In 1983, Mandy Everett was the most beautiful girl at J.H.S. 104, and if she wasn’t the most beautiful seventh grader in all of Manhattan then she was certainly on the short list. The blessings of her genetics played only a small part. She was possessed of a grace and humor that separated her from the crowd of her peers, and when adults referred to her as a young lady it was meant as a high and very apt compliment. If there was a flaw to her it was the understanding that Mandy lacked a certain gravitas, that she was doomed to forever be a beautiful little girl, too precious to be taken seriously. Her beauty would unquestionably rob from her certain opportunities, but this seemed a minor quibble barely worth mentioning. In the jostle of the school hallways she stood apart and above without being aloof, and teachers and students alike, her friends and peers most especially, loved her so much that they couldn’t begrudge her superiority. She was luminous, and only the most bitter of us minded at all the way that she made everyone else seem drab.

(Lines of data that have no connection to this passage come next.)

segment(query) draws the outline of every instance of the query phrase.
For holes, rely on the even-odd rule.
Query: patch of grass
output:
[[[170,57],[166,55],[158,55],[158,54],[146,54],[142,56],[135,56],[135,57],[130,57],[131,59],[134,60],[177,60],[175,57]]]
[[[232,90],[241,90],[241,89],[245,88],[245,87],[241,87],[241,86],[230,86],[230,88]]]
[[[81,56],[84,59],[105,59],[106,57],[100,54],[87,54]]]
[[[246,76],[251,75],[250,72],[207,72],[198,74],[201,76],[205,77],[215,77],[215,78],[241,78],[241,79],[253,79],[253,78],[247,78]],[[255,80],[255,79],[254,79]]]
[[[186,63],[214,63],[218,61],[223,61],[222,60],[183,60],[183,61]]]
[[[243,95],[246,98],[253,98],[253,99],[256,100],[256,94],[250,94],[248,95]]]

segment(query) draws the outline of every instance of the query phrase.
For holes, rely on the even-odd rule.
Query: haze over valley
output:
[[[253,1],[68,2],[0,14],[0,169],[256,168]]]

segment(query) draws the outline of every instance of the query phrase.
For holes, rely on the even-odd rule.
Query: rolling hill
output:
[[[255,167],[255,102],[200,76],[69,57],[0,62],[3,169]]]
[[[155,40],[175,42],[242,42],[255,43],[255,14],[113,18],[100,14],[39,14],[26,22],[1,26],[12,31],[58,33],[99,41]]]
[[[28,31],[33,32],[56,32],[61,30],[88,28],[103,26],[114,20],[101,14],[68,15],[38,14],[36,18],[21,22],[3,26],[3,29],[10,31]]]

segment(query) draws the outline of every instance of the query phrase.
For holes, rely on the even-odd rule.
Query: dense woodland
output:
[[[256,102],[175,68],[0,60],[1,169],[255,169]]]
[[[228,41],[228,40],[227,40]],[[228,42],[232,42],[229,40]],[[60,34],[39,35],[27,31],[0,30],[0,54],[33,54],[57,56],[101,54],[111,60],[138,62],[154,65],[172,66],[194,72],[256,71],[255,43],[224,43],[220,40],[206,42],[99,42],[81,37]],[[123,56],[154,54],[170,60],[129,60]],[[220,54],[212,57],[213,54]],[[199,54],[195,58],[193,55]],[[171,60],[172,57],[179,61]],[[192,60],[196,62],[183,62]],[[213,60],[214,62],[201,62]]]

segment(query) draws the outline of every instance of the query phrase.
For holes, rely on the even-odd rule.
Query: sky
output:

And in comparison to her we were all as drab as the disfigured pigeons that pecked at the crumbs on the playground behind the school. Was there a boy who wasn’t too clumsy an oaf to be worthy of her? We could understand why the girls all fawned over certain boys, and didn’t doubt that most of the boys in the neighborhood would grow to be fine men, but when we thought of them in relation to Mandy we could see them only as squeaky-voiced rodents, unable to complete coherent thoughts and always smelling slightly of sweat and junk food. The girls fared no better. In the shadow cast by Mandy Everett the girls of Stuyvesant Town and Gramercy were all lumpy twits, differentiated from the boys only in their ability to keep their mouths closed while they breathed and by the fact that they smelled better most of the time.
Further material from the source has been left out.